Le programme nous a permis de tirer plusieurs enseignements importants. Nos recherches suggèrent un lien étroit entre la faim et la santé mentale, un lien qui devrait être exploré davantage avec des populations plus larges et dans des contextes supplémentaires. La faim est à la fois une cause et un symptôme de problèmes plus vastes.
Pour progresser dans la réalisation de l'objectif de développement durable n° 2, la faim zéro, nous devons également promouvoir l'égalité des sexes et aborder la santé mentale dans le cadre d'un programme plus large visant à améliorer le bien-être. Ce projet montre qu'il existe une demande de soutien au niveau local, même dans un pays où la santé mentale fait l'objet de tabous depuis longtemps.
Elle souligne également la nécessité de se concentrer sur les problèmes chroniques ainsi que sur les crises aiguës et de mettre en lumière les atouts et les difficultés d'un pays.

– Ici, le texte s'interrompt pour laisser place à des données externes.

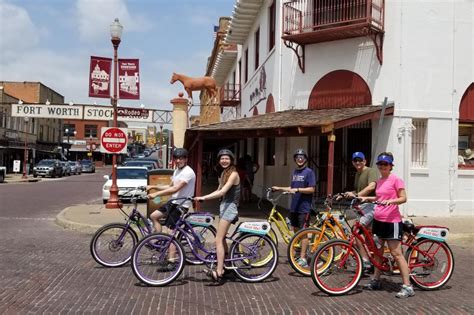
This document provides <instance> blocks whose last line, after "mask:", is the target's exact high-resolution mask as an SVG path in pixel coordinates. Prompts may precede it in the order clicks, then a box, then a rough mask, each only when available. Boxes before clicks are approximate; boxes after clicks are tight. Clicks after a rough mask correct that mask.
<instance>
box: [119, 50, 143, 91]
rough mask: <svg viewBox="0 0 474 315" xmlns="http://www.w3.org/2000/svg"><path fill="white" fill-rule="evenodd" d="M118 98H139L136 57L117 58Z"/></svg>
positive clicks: (136, 59)
mask: <svg viewBox="0 0 474 315" xmlns="http://www.w3.org/2000/svg"><path fill="white" fill-rule="evenodd" d="M118 63H119V65H118V67H119V70H118V75H119V99H132V100H138V99H140V74H139V69H138V59H119V62H118Z"/></svg>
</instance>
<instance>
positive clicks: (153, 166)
mask: <svg viewBox="0 0 474 315" xmlns="http://www.w3.org/2000/svg"><path fill="white" fill-rule="evenodd" d="M123 165H124V166H145V167H146V168H147V169H148V170H149V171H150V170H154V169H157V168H158V163H156V162H155V161H150V160H145V159H140V160H129V161H125V162H124V163H123Z"/></svg>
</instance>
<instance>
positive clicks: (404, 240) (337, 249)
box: [311, 199, 454, 295]
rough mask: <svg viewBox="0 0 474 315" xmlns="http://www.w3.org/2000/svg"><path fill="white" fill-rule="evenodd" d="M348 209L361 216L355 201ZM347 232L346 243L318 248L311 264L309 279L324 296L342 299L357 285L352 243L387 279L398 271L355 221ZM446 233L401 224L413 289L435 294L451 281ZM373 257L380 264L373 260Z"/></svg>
mask: <svg viewBox="0 0 474 315" xmlns="http://www.w3.org/2000/svg"><path fill="white" fill-rule="evenodd" d="M349 209H353V210H355V211H356V212H357V214H358V215H362V211H361V210H360V207H359V206H358V200H357V199H354V200H353V201H352V202H351V206H350V208H349ZM351 230H352V235H351V236H350V237H349V239H348V240H340V239H334V240H331V241H329V242H327V243H324V244H323V245H321V247H320V248H319V249H318V250H317V251H316V253H315V255H314V258H313V259H312V261H311V278H312V279H313V282H314V284H315V285H316V286H317V287H318V288H319V289H320V290H321V291H323V292H325V293H326V294H329V295H343V294H346V293H347V292H349V291H351V290H352V289H353V288H355V287H356V286H357V284H358V283H359V281H360V279H361V277H362V274H363V268H362V267H363V265H362V258H361V255H360V252H359V249H358V248H357V247H356V241H355V240H356V239H358V240H359V241H360V242H361V243H362V244H363V250H364V251H366V253H367V254H368V257H369V259H370V261H371V262H372V264H373V265H374V267H375V268H378V269H379V270H381V271H382V273H384V274H389V275H391V274H394V271H395V270H397V269H398V268H397V267H396V266H394V263H395V261H394V259H393V258H392V257H391V255H384V251H383V250H381V249H378V248H377V246H376V243H375V241H374V239H373V236H372V233H371V232H369V230H367V228H366V227H364V226H363V225H362V224H360V223H359V222H358V221H356V222H355V224H354V225H353V226H352V229H351ZM448 233H449V229H448V228H447V227H442V226H434V225H424V226H415V225H413V224H411V223H410V224H406V223H405V224H404V238H403V240H402V249H403V251H404V253H405V258H406V260H407V262H408V268H409V270H410V280H411V282H413V284H415V285H416V286H417V287H419V288H421V289H423V290H435V289H438V288H441V287H442V286H443V285H445V284H446V283H447V282H448V281H449V279H450V278H451V275H452V274H453V271H454V257H453V253H452V251H451V249H450V248H449V246H448V244H447V243H446V238H447V236H448ZM375 256H377V257H378V258H379V260H380V261H381V263H379V262H378V261H377V260H375V259H374V257H375Z"/></svg>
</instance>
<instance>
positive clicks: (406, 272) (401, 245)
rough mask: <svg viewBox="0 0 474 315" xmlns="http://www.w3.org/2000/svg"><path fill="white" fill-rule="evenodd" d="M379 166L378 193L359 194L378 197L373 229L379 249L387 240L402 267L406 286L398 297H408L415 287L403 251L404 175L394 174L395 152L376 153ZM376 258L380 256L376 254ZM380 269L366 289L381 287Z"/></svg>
mask: <svg viewBox="0 0 474 315" xmlns="http://www.w3.org/2000/svg"><path fill="white" fill-rule="evenodd" d="M377 167H378V169H379V172H380V175H381V178H380V179H379V180H377V182H376V186H377V187H376V189H375V197H359V198H360V199H361V200H362V201H379V202H380V203H381V204H377V205H376V206H375V213H374V221H373V224H372V232H373V233H374V235H377V237H378V238H380V239H381V240H382V244H381V246H380V250H384V249H383V248H384V243H385V242H387V245H388V248H389V249H390V254H391V255H392V257H393V258H394V260H395V262H396V263H397V266H398V267H399V269H400V274H401V275H402V279H403V286H402V288H401V290H400V292H398V293H397V295H396V297H397V298H407V297H410V296H414V295H415V291H414V290H413V287H412V286H411V284H410V275H409V269H408V263H407V261H406V259H405V257H404V256H403V252H402V245H401V244H402V243H401V241H402V236H403V222H402V216H401V214H400V209H399V208H398V205H401V204H403V203H405V202H406V201H407V195H406V191H405V183H404V182H403V180H402V179H401V178H399V177H398V176H396V175H395V174H392V173H391V172H392V169H393V155H392V154H391V153H390V152H383V153H381V154H379V156H378V157H377ZM376 260H377V261H379V260H380V259H379V258H378V257H376ZM380 275H381V271H380V270H379V269H378V268H377V269H376V270H375V272H374V277H373V278H372V279H371V281H370V283H369V284H368V285H366V287H365V289H367V290H380V289H381V283H380Z"/></svg>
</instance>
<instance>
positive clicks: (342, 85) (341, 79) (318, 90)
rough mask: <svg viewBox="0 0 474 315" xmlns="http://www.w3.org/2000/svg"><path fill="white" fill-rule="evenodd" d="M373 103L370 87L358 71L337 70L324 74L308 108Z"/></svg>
mask: <svg viewBox="0 0 474 315" xmlns="http://www.w3.org/2000/svg"><path fill="white" fill-rule="evenodd" d="M371 104H372V94H371V93H370V89H369V87H368V85H367V83H365V81H364V79H362V78H361V77H360V76H359V75H358V74H357V73H354V72H352V71H348V70H336V71H333V72H330V73H328V74H326V75H325V76H323V77H322V78H321V79H320V80H319V81H318V82H317V83H316V84H315V85H314V87H313V90H312V91H311V95H310V96H309V100H308V109H330V108H348V107H359V106H364V105H371Z"/></svg>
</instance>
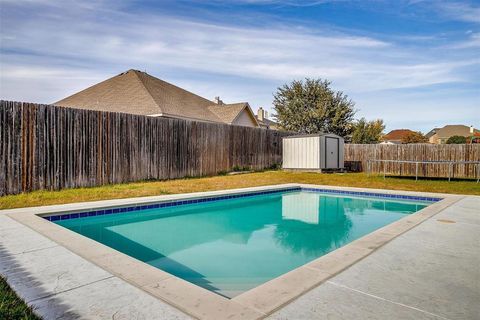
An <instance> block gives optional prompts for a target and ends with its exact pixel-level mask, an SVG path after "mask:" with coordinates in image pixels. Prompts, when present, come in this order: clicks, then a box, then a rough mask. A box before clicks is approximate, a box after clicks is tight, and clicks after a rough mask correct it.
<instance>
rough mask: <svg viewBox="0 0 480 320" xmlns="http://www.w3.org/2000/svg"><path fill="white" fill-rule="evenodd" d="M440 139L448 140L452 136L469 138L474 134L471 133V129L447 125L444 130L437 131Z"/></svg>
mask: <svg viewBox="0 0 480 320" xmlns="http://www.w3.org/2000/svg"><path fill="white" fill-rule="evenodd" d="M437 135H438V138H440V139H448V138H450V137H451V136H464V137H469V136H471V135H472V134H471V133H470V127H468V126H464V125H461V124H459V125H446V126H445V127H443V128H440V129H439V130H438V131H437Z"/></svg>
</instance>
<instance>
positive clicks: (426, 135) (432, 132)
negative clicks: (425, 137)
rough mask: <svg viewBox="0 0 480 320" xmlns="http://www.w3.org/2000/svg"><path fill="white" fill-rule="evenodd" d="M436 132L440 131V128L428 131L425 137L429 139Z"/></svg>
mask: <svg viewBox="0 0 480 320" xmlns="http://www.w3.org/2000/svg"><path fill="white" fill-rule="evenodd" d="M438 130H440V128H433V129H432V130H430V131H429V132H428V133H427V134H426V135H425V137H426V138H427V139H430V138H431V137H433V136H434V135H435V134H436V133H437V132H438Z"/></svg>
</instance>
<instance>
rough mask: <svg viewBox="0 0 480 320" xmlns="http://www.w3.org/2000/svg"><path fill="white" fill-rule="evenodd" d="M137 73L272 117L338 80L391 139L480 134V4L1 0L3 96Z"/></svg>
mask: <svg viewBox="0 0 480 320" xmlns="http://www.w3.org/2000/svg"><path fill="white" fill-rule="evenodd" d="M128 69H138V70H142V71H146V72H147V73H149V74H151V75H153V76H155V77H158V78H160V79H162V80H165V81H168V82H171V83H173V84H175V85H177V86H180V87H182V88H185V89H187V90H189V91H192V92H194V93H196V94H199V95H201V96H203V97H206V98H208V99H211V100H213V98H214V97H215V96H220V97H221V99H222V100H223V101H224V102H226V103H234V102H240V101H247V102H249V103H250V105H251V106H252V108H253V109H254V110H256V109H257V108H258V107H260V106H262V107H264V108H266V109H267V110H270V111H273V110H272V109H273V106H272V100H273V94H274V93H275V92H276V90H277V88H278V87H280V86H282V85H283V84H285V83H288V82H290V81H292V80H300V79H304V78H306V77H309V78H322V79H328V80H330V81H331V82H332V87H333V89H335V90H339V91H343V92H344V93H345V94H347V95H348V96H349V97H350V98H351V99H352V100H353V101H354V102H355V108H356V109H357V114H356V117H357V118H360V117H365V118H367V119H368V120H373V119H377V118H380V119H383V120H384V121H385V124H386V126H387V128H386V129H387V131H388V130H392V129H399V128H409V129H413V130H419V131H422V132H424V133H425V132H428V131H429V130H430V129H432V128H434V127H441V126H444V125H446V124H465V125H474V126H476V127H477V128H479V127H480V0H476V1H467V0H465V1H460V0H451V1H450V0H445V1H435V0H431V1H430V0H392V1H382V0H375V1H368V0H363V1H362V0H360V1H354V0H350V1H349V0H344V1H342V0H310V1H309V0H306V1H293V0H231V1H220V0H192V1H186V0H185V1H184V0H177V1H169V0H164V1H153V0H152V1H139V0H126V1H111V0H97V1H92V0H83V1H72V0H0V99H5V100H16V101H28V102H37V103H53V102H55V101H58V100H60V99H62V98H64V97H66V96H68V95H71V94H73V93H75V92H77V91H79V90H82V89H84V88H86V87H88V86H91V85H93V84H95V83H98V82H100V81H102V80H105V79H107V78H110V77H112V76H115V75H117V74H119V73H121V72H123V71H126V70H128Z"/></svg>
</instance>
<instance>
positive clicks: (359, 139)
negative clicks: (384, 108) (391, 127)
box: [352, 118, 385, 144]
mask: <svg viewBox="0 0 480 320" xmlns="http://www.w3.org/2000/svg"><path fill="white" fill-rule="evenodd" d="M383 130H385V125H384V124H383V120H381V119H376V120H372V121H367V120H366V119H365V118H361V119H359V120H357V121H356V122H355V123H354V124H353V133H352V143H365V144H372V143H379V142H380V141H381V139H382V136H383Z"/></svg>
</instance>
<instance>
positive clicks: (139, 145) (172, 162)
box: [0, 101, 285, 195]
mask: <svg viewBox="0 0 480 320" xmlns="http://www.w3.org/2000/svg"><path fill="white" fill-rule="evenodd" d="M282 135H285V133H281V132H278V131H272V130H264V129H257V128H247V127H240V126H231V125H223V124H214V123H205V122H194V121H184V120H178V119H166V118H154V117H146V116H138V115H130V114H123V113H112V112H98V111H88V110H80V109H69V108H62V107H55V106H50V105H40V104H30V103H22V102H11V101H0V195H5V194H16V193H20V192H25V191H32V190H40V189H50V190H58V189H62V188H73V187H87V186H97V185H102V184H111V183H122V182H130V181H139V180H148V179H172V178H180V177H187V176H204V175H213V174H216V173H218V172H221V171H229V170H232V168H234V167H235V166H238V167H250V168H252V169H263V168H267V167H270V166H272V165H275V164H280V163H281V157H282V150H281V148H282V141H281V138H282Z"/></svg>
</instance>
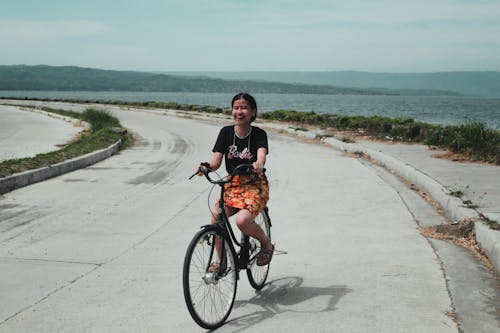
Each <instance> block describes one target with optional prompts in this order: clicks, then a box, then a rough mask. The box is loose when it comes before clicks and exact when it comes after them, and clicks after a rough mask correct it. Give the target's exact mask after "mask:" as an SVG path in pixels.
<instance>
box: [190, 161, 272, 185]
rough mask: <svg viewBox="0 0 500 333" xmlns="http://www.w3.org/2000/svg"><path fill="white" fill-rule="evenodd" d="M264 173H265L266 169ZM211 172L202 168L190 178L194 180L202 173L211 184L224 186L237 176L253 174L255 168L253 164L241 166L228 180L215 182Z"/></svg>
mask: <svg viewBox="0 0 500 333" xmlns="http://www.w3.org/2000/svg"><path fill="white" fill-rule="evenodd" d="M263 171H264V172H265V171H266V169H264V170H263ZM210 172H212V170H210V169H208V168H205V167H202V166H200V167H199V168H198V170H197V171H196V172H195V173H194V174H192V175H191V177H189V179H191V178H193V177H194V176H196V175H197V174H199V173H202V174H203V175H204V176H205V178H206V179H207V180H208V181H209V182H210V183H212V184H217V185H223V184H226V183H230V182H231V181H232V180H233V178H234V177H235V176H236V175H241V174H250V173H252V172H253V166H252V165H251V164H240V165H238V166H237V167H236V168H234V170H233V172H232V173H231V175H230V176H229V177H228V178H226V179H219V180H213V179H212V178H211V177H210V176H209V173H210Z"/></svg>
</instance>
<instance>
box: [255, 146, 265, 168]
mask: <svg viewBox="0 0 500 333" xmlns="http://www.w3.org/2000/svg"><path fill="white" fill-rule="evenodd" d="M266 156H267V148H264V147H260V148H259V149H258V150H257V161H256V162H253V168H254V170H255V172H257V173H260V172H262V170H264V165H266Z"/></svg>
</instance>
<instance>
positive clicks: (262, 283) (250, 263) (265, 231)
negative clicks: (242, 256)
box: [247, 209, 271, 290]
mask: <svg viewBox="0 0 500 333" xmlns="http://www.w3.org/2000/svg"><path fill="white" fill-rule="evenodd" d="M255 223H257V224H258V225H259V226H260V227H261V228H262V230H263V231H264V233H265V234H266V236H267V237H269V239H271V220H270V219H269V215H268V213H267V209H264V210H263V211H262V212H261V213H260V214H259V215H257V217H256V218H255ZM249 242H250V244H249V260H248V266H247V276H248V281H249V282H250V285H251V286H252V287H253V288H254V289H256V290H260V289H262V287H264V284H265V283H266V279H267V274H268V273H269V265H270V264H267V265H265V266H258V265H257V254H258V253H259V251H260V248H261V246H260V243H259V241H257V240H256V239H254V238H252V237H250V240H249Z"/></svg>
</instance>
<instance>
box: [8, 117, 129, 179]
mask: <svg viewBox="0 0 500 333" xmlns="http://www.w3.org/2000/svg"><path fill="white" fill-rule="evenodd" d="M43 110H44V111H48V112H53V113H57V114H61V115H65V116H69V117H72V118H76V119H81V120H84V121H86V122H88V123H89V124H90V125H91V129H90V132H89V133H83V134H81V135H80V138H79V139H78V140H76V141H74V142H72V143H70V144H68V145H66V146H65V147H63V148H62V149H60V150H57V151H54V152H50V153H46V154H38V155H36V156H35V157H31V158H21V159H13V160H7V161H3V162H1V163H0V177H7V176H10V175H12V174H15V173H19V172H23V171H27V170H33V169H37V168H41V167H44V166H49V165H52V164H56V163H59V162H62V161H64V160H68V159H71V158H75V157H78V156H81V155H84V154H87V153H90V152H93V151H95V150H99V149H103V148H107V147H109V146H110V145H112V144H114V143H115V142H117V141H118V140H120V139H122V148H124V147H126V146H127V145H128V144H129V142H130V141H131V136H130V135H129V134H125V135H122V134H121V133H120V131H118V130H116V128H120V127H121V126H120V122H119V121H118V119H117V118H116V117H114V116H112V115H111V114H110V113H109V112H107V111H102V110H96V109H87V110H85V111H84V112H82V113H78V112H72V111H65V110H55V109H50V108H43Z"/></svg>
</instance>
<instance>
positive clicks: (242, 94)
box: [231, 92, 257, 121]
mask: <svg viewBox="0 0 500 333" xmlns="http://www.w3.org/2000/svg"><path fill="white" fill-rule="evenodd" d="M239 99H244V100H245V101H247V102H248V105H249V106H250V108H252V110H255V115H254V116H252V119H251V121H254V120H255V118H257V102H256V101H255V98H253V96H252V95H250V94H248V93H243V92H242V93H238V94H236V95H235V96H234V97H233V100H232V101H231V108H233V106H234V102H235V101H237V100H239Z"/></svg>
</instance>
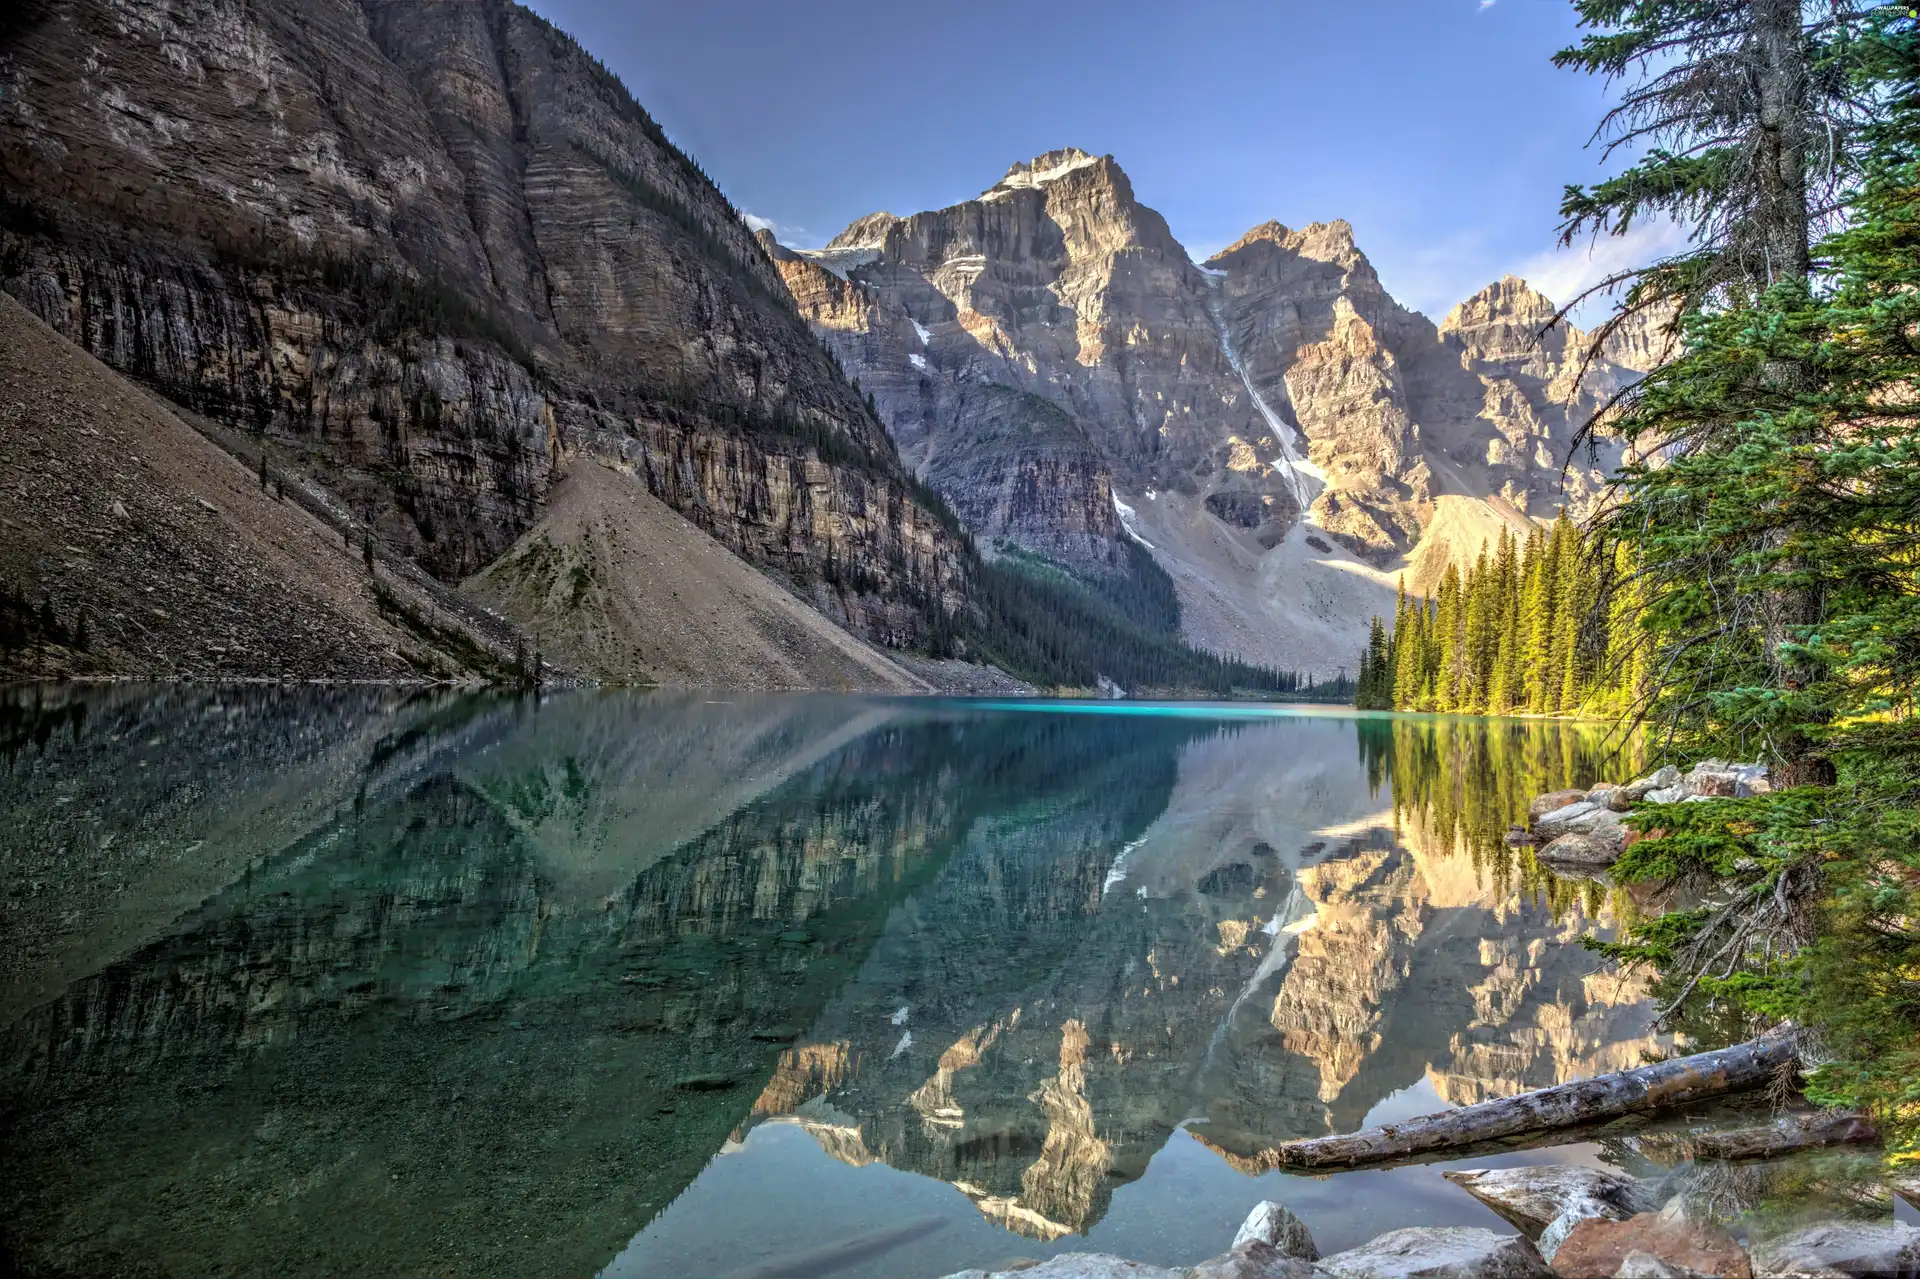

Malheureusement, de nombreux membres de la communauté internationale n'ont pas accordé beaucoup d'attention à la Sierra Leone depuis l'épidémie d'Ebola, qui s'est terminée en 2016. Malgré les progrès considérables réalisés dans le domaine de la santé, de nombreuses lacunes doivent encore être comblées. Nous avons besoin d'investissements fiables pour promouvoir la santé mentale, mettre fin à la violence sexiste, faire progresser l'agriculture durable et lutter contre l'insécurité alimentaire qui est si étroitement liée à ces préoccupations.
Après des années de lutte et d'innombrables obstacles, il est plus que jamais essentiel de donner la priorité au projet de loi sur l'examen de la santé mentale et de lui accorder l'attention dont il a besoin pour accomplir sa mission. Une fois que nous aurons pris la santé mentale au sérieux - en particulier pour ceux qui sont stigmatisés, comme les femmes et les jeunes filles - nous pourrons construire une plateforme pour de nouvelles politiques et de nouveaux progrès.